Achieving the Paris Agreement goals of keeping global warming to “well below” 2C, or to 1.5C, above pre-industrial levels will require rapid decarbonisation of human society.
But national commitments to rein in greenhouse gas emissions are currently insufficient to meet these agreed limits. It is increasingly likely that “negative emissions”, or “carbon dioxide removal”, technologies will be needed to take up the slack.
These techniques involve extracting CO2 from the atmosphere and storing it indefinitely. Scientists have proposed a range of different approaches and we now need realistic assessment of these strategies, what they might be able to deliver, and what the challenges are.
In a new paper for Nature Plants, we tackle an under-discussed technique of CO2 removal called “enhanced rock weathering”. Our research highlights the potential wider benefits for crop yields and soil health, and sets out a research agenda for the next steps.
What is enhanced weathering?
As you might remember from geography classes at school, chemical weathering is a natural process that continuously erodes away rocks in our landscapes and sequesters atmospheric CO2 over millions of years.

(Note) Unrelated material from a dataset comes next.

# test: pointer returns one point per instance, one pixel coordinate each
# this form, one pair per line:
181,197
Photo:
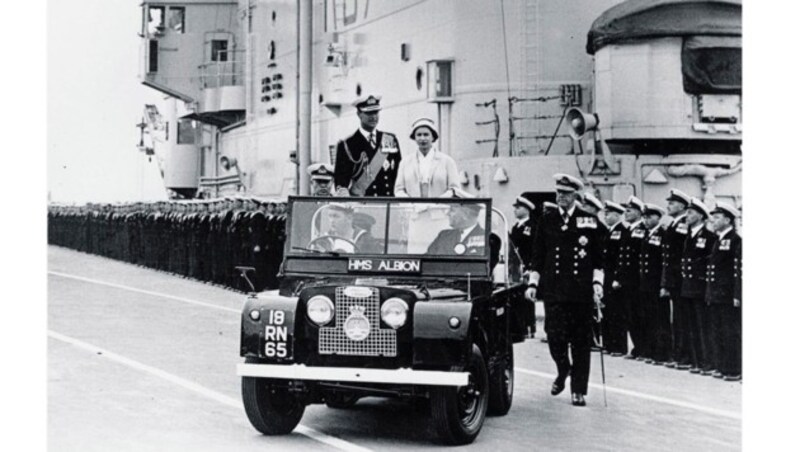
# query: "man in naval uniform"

The process begins with rain, which is usually slightly acidic having absorbed CO2 from the atmosphere on its journey to the ground. The acidic rain reacts with the rocks and soils it lands on, gradually breaking them down into minute rock grains and forming bicarbonate in the process. Eventually, this bicarbonate washes into the oceans, where the carbon is stored in dissolve form for hundreds of thousands of years or locked up on the sea floor.
Enhanced weathering scales up this process. It involves pulverizing silicate rocks such as basalt – left over from ancient volcanic eruptions – to bypass the slow weathering action. The resulting powder, with a high reactive surface area, is then spread on large areas of agricultural land where plant roots and microbes in the soil speed up the chemical reactions.
As natural rock weathering absorbs around 3% of global fossil fuel emissions, enhanced weathering can provide a boost to remove even more CO2 from our atmosphere.
But the potential benefits do not end there. As enhanced weathering makes water more alkaline, it can help counteract ocean acidification.
And adding minerals to soils can boost nutrient levels, improving crop yields and helping restore degraded agricultural soils.
Food demand
The need to cut CO2 emissions is unfolding alongside an unprecedented increase in food demand – linked to dietary changes and a growing population that may surpass 11 billion by 2100 (pdf). At the same time, farming itself a growing contributor to climate change.
Critically, enhanced rock weathering works together with existing managed croplands. Unlike other negative emissions techniques under consideration, it doesn’t compete for land used to grow food or increase the demand for freshwater.